Early on in the development process of an embedded system, there comes a time when a decision must made concerning the OS. Does one build, buy, or borrow? For those original equipment manufacturers (OEMs) fortunate enough to have a working embedded operating system already nailed down from a previous product, the decision is easy. Borrow that and maybe do a little custom tailoring if it doesn't quite fit the new product.
Other OEMs will have the time and talent pool to create their own custom OS from scratch. This approach can certainly be the most rewarding. However, it is also the most tedious and time consuming approach, and the skills involved are often well outside their core competencies. While some knowledge of operating system details is crucial, especially as embedded devices such as PDAs and smart phones assume a greater role, OEMs are more concerned with the function of their particular device.
For those without an existing embedded OS or the ability to build their own, the most reasonable approach is to buy a readymade embedded operating system. Buying your OS does have drawbacks. A readymade OS will always be built with a broader audience in mind than your specific device. Also, one has got to be careful to avoid having the OS vendor's branding all over the embedded system.
However there are also major advantages to running a readymade embedded OS. For one thing it's easy. All you have to do is hand over the money and the bulk of the work is done for you. Many embedded OS builders come in a componentized format that allows you to add only the features you need for your particular device. A word of advice here, do start out with the bare minimum and add only the things you do need. The desire to add everything and then pare out what doesn't get used is a frequent mistake.

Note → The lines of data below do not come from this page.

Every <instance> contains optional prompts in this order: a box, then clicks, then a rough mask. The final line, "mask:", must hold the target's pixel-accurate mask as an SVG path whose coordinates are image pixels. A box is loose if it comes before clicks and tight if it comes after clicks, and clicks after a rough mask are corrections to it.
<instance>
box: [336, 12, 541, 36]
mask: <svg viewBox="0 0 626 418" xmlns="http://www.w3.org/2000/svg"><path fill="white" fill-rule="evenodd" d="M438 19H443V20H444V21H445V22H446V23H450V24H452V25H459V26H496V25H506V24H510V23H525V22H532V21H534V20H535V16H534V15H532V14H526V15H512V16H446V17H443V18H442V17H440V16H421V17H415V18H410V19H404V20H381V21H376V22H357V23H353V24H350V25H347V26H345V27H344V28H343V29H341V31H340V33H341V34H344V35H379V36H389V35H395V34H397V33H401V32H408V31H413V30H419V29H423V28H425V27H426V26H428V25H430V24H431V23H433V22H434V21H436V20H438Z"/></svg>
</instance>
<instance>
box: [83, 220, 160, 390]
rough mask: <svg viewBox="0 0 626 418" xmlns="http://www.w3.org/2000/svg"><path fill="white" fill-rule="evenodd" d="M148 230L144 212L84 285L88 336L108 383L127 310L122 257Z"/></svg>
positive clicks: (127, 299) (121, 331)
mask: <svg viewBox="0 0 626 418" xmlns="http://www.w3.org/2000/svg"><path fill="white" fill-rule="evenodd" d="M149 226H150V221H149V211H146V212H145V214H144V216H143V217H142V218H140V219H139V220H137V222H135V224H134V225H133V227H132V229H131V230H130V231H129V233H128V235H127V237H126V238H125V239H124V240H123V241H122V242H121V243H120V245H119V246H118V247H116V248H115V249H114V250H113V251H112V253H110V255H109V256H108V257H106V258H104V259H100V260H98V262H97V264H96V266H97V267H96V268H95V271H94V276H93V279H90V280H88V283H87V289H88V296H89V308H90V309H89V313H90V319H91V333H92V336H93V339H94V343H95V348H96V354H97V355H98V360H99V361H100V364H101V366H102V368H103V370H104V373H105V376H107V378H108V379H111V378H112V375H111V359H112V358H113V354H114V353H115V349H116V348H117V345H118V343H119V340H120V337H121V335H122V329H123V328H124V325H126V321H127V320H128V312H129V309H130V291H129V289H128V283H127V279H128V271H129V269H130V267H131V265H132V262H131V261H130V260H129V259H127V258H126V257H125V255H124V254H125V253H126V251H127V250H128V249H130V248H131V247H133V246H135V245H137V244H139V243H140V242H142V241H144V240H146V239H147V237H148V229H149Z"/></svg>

One other word of advice, no matter what type of embedded OS you're using, start testing it on the actual hardware as soon as you can. Desktop emulators are great and they can help you configure the system quickly, but they're going to have a lot more horsepower than your actual device will. The drop in horse power will mean at least a hit to performance and might cause the device to hang or malfunction. You want to find out about those problems early, with as much time to overcome bottlenecks as possible.